Забавно, что Лакан издевается над Декартом, противопоставляя ему Фрейда. "Cogito  ergo  sum"  для  Лакана  -  воплощение пошлой  "самоуверенности   дантиста", уверенности в том, что сознание прозрачно для самого себя. По Лакану, либидо, открытое Фрейдом, превратило дантиста в творца. Однако анализ показывает, что по сути своего метода -- введения воображаемой материи между непознаваемой реальностью и т.н. «вторичными качествами» – Фрейд самый настоящий картезианец. Существенная разница в другом. Вспомним Пенелопу: для нее непостижимая реальность -- это сновидение. Для Декарта, наоборот, сновидение прозрачно, а непостижимая реальность располагается в яви. Фрейд же постулирует присутствие этой реальности и в сновидении и в яви – но не вне меня, а внутри. Поэтому по методу Фрейд – картезианец, а относительно признания непостижимой реальности оказывается отчасти последователем Пенелопы – или Гомера.

5.Бодрийяр и Исида.

Если продолжить античную тему, можно вспомнить, что Фрейд сравнивает бессознательные желания с Титанами греческих мифов. Однако в «Толковании сновидений» есть и такая, отнюдь не античная, метафора: дневная мысль играет для сновидения роль предпринимателя, которому нужен капитал. Таким капиталом являются желания из сферы бессознательного. Предприниматель – дневная деятельность – пользуется капиталом – бессознательным желанием, и тогда сновидение оказывается продуктом производства, суть которого – работа цензуры, смещений, сгущений и т.д. (с. 507). Возникновение сновидения оказывается капиталистическим производственным процессом, где прибылью является извлеченный из сновидения смысл. Эта метафора показывает, насколько прагматично относится Фрейд к сновидению, стараясь избавиться от его обольщений.

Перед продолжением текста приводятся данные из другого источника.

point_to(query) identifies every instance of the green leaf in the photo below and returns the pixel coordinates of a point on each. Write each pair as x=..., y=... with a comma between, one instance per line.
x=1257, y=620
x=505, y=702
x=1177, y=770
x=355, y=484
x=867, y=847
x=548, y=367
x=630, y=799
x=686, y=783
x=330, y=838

Одно из главных стараний современной, прежде всего французской, философии – попытка избавиться как раз от подобной прагматики и признать власть обольщения, соблазна. Это значит, что нужно убрать интеллектуальную мембрану -- поставщика смыслов и сущностей, снять разделение на глубину и поверхность и утвердить власть видимости, симулякра – говоря языком классической философии, власть чувственных образов и вторичных качеств. Необходимо отказаться от поисков т.н. подлинных смыслов – ведь даже бессознательные желания в свете таких поисков оказываются всего лишь капиталистическими инвестициями.  

Бодрийяр в «Соблазне» так описывает обольстительницу: «Обольстительница, подобно истеричке, прикидывается бессмертной, вечно юной, знать не знающей никакого завтра… выживает она как раз потому, что остается вне психологии, вне смысла, вне желания. Людей больше всего убивает и грузит смысл, который они придают своим поступкам – обольстительница же не вкладывает никакого смысла в то, что делает, и не взваливает на себя бремени желания. Даже если она пытается объяснить свои действия теми или иными причинами и мотивами, с сознанием вины или цинично, -- все это лишь очередная ловушка – последняя же ловушка заключается в ее требовании разъяснений относительно себя самой: «Скажи мне, кто я такая», когда она никто и ничто, безразлична к тому, кто и что она есть, когда она существует имманентно, без памяти и без истории, а сила ее как раз в том, что она просто есть, ироничная и неуловимая, слепая к собственному существу… – «Я бессмертна», иными словами неуемна (с. 158-159).

Это описание обольстительницы очень похоже на описание той колдуньи-материи, которую рисует нам платоническая традиция. Плутарх называет эту обольстительницу-материю Исидой – она всегда под покрывалом, она -- властительница над видимостями -- всегда в обличье, она никогда не показывает своего лица, она неуловима и бессмертна… И одновременно так можно описать сновидение и положить это описание в основу нового фундаментального трактата о снах – но это будет не «Толкование сновидений», а «Обольщение сновидением».